Confira artigo de Roberto Malvezzi, o Gogó, sobre a proposta de um novo programa do governo federal que levaria água ao povo do semiárido, através, principalmente, da construção de cisternas, ao invés de mais tentativas de grandes projetos, como a transposição do São Francisco.
Roberto Malvezzi (Gogó)O anúncio da presidenta Dilma, que vai transformar o “Água para Todos” (Bahia) em um programa federal, na linha da superação da miséria, soa como uma chuva no sertão depois de meses de estiagem.
Ainda mais, ela não anunciou uma nova grande obra, tipo Transposição, mas a construção de 800 mil cisternas, além da implementação de novas adutoras. Quem atua no Semiárido, como eu que estou aqui há mais de 30 anos, talvez esteja ouvindo o que gostaria de ouvir, mas que não sonhava mais ouvir essa afirmação em vida.
Essas pequenas obras hídricas, multiplicadas aos milhares, quem sabe um dia aos milhões, já deram prova que são capazes de erradicar o mais pernicioso dos males nordestinos, isto é, a sede humana. O projeto P1MC da ASA já construiu aproximadamente 350 mil cisternas, beneficiando cerca de 1,7 milhões de pessoas.
Já começou também a implementação do Projeto P1+2, isto é, a captação da água de chuva para produção de hortas e dessedentação de pequenos animais, como galinhas, porcos e caprinos. Esse outro programa pode erradicar o segundo mal nordestino, isto é, a fome e a desnutrição, ainda mais se associado a uma reforma agrária adequada à região.
O resultado pode ser visto pelos indicadores. Já não se fala mais em saques, frentes de emergência, diminuiu a mortalidade infantil, a migração nordestina se estabilizou. Claro, ajudam muito as demais políticas como a aposentadoria dos rurais, o acesso à energia, a disseminação das tecnologias como celular e internet, inclusive o Bolsa Família.
Esperamos que as adutoras sejam as propostas no Atlas do Nordeste, agora ampliado e aprofundado para o Atlas Brasil de Águas, fantástica obra da Agência Nacional de Águas (ANA). Elas são a solução para a insegurança hídrica nos meios urbanos de todo o Nordeste.
Se Dilma quiser ser ainda mais consequente, pode assumir a iniciativa do Fórum de Mudanças Climáticas, quando apresentou ao Ministro Gilberto Carvalho a proposta da produção de energia solar a partir das casas dos moradores do Semiárido, convertendo-a automaticamente em energia elétrica, sendo o governo o principal comprador dessa energia.
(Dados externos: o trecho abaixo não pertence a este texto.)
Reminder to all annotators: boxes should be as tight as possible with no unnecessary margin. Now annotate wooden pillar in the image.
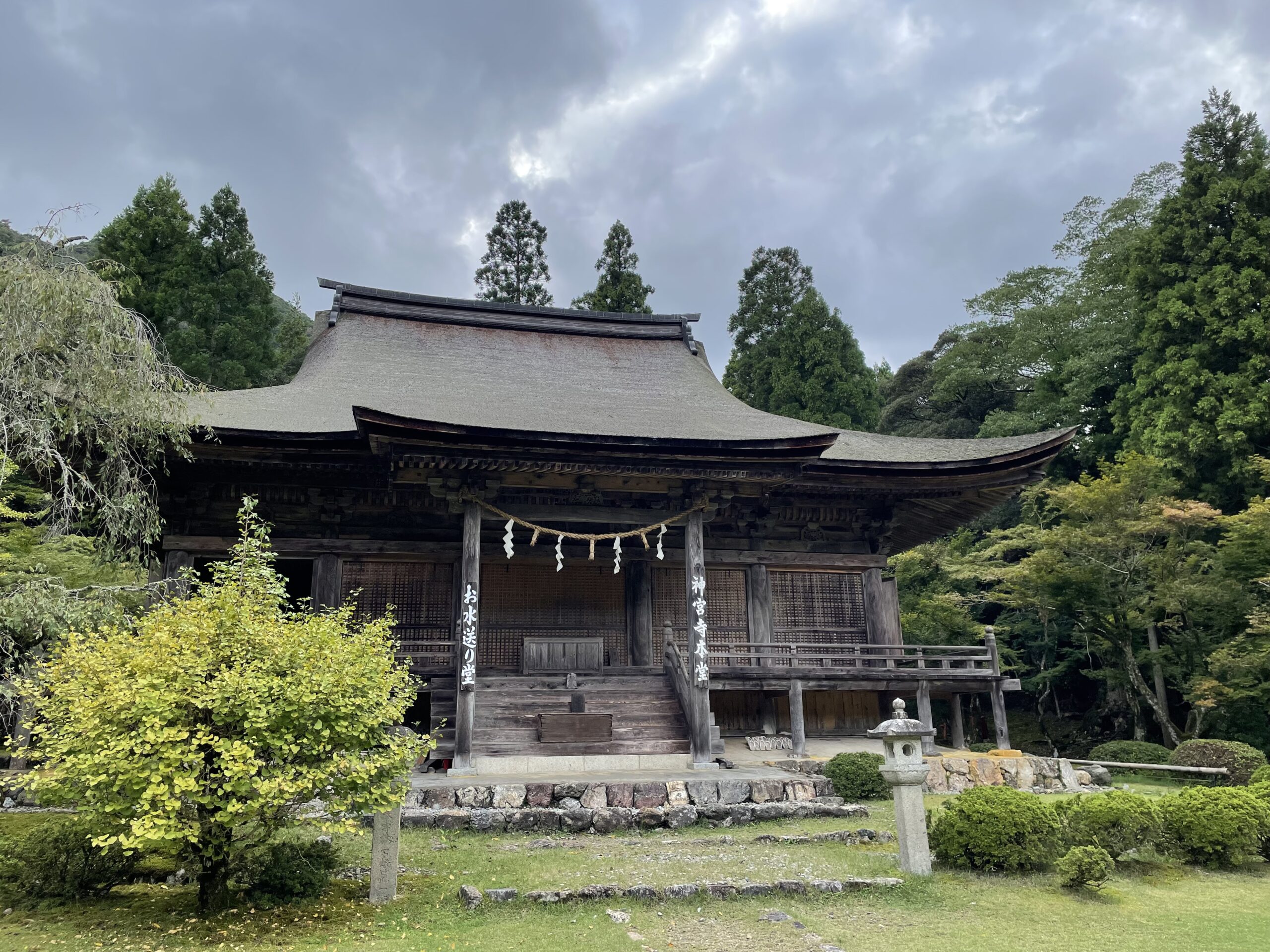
[746,565,772,665]
[917,680,935,757]
[790,678,807,757]
[626,561,658,668]
[683,510,714,767]
[860,569,904,645]
[310,552,343,608]
[983,625,1010,750]
[163,548,194,598]
[449,503,480,773]
[951,694,965,750]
Assim, além de água, seriam produtores também de energia. Uma saída para o Bolsa Família, já que geraria renda, além de produzir energia limpa, sem emissão de CO2 na atmosfera. Essa tecnologia já está disponível, inclusive no Brasil e dispensa a acumulação em baterias. Essa política pública de compra da energia produzida nas casas já existe em países como Alemanha, Itália e Espanha.
Portanto, temos todas as saídas na mão. A presidenta pode valorizar a experiência acumulada pela sociedade civil, que não só constrói obras, mas faz a educação contextualizada para a convivência com o Semiárido. A ASA pode ajudar a multiplicar esses educadores, caso o Estado se interesse.
Enfim, depois de tantas loucuras cometidas em nome da sede humana no Semiárido, quem sabe tenha chegado a vez do bom senso.
Se assim realmente acontecer, a fome e a sede serão páginas viradas dessa triste história.